В Коллегии не исключали, что у Абулхаир-хана будут условия и соображения, которые он, по тем или иным причинам, не считал возможным передать через своих послов. Тевкелев обязан был выслушать, обдумать и внести в договор, разумеется, если они будут приемлемыми.

После подписания договора придет черед подсказать хану, что следует послать в Россию новое казахское посольство с сообщением о том, что Абулхаир-хан и его народ добровольно приняли русское подданство. После чего обе стороны должны освободить и вернуть домой пленных.

Были у Тевкелева поручения, которые ему надлежало держать ото всех в строжайшей тайне. По пути в казахские степи и обратно он должен был примечать, запоминать и потом заносить на бумагу все то важное, что попадется ему на глаза. Особое внимание, вменялось послу, обратить на то, каковы там земли, водные запасы и природные особенности, есть ли полезные ископаемые, какие имеются крепости и города для обороны от врагов. Сколько улусов и каковы отношения между ними, сколько пастбищ и скота у Абулхаира и его ближайших сподвижников, кто из них истинно верен хану, а кто — в скрытой оппозиции? Кто из других степных воротил пользуется в степи наибольшим влиянием? Какие хан собирает налоги и подати со своих подданных, с кем казахи торгуют, что покупают, что продают, какие ремесла у них развиты?

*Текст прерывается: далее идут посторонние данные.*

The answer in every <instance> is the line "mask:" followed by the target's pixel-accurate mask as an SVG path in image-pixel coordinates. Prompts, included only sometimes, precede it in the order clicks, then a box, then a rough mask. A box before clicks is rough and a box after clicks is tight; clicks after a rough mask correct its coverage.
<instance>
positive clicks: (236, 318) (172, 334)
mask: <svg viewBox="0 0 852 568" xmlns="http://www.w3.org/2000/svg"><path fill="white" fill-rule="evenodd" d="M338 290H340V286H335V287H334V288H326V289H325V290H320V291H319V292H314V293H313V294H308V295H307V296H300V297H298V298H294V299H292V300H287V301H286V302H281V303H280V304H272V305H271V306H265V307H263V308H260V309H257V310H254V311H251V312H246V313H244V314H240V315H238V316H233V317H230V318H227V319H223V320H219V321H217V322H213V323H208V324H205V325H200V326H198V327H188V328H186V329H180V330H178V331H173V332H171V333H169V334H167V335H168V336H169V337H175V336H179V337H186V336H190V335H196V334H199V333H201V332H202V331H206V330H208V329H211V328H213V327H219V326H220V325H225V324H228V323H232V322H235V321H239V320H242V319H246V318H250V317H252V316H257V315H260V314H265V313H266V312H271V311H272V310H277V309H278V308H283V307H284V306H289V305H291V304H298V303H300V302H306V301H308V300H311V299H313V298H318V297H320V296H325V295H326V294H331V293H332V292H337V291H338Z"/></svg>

Где они добывают оружие и какое предпочитают в деле, есть ли у них пушки и порох? С какими странами и народами граничат, ладят или не ладят с соседями, есть ли из степи прямые дороги в города России, и если есть, то в каком они состоянии? Обычаи, привычки, традиции и законы казахов — их Тевкелев также обязан был пристально изучить и доложить о них по возвращении.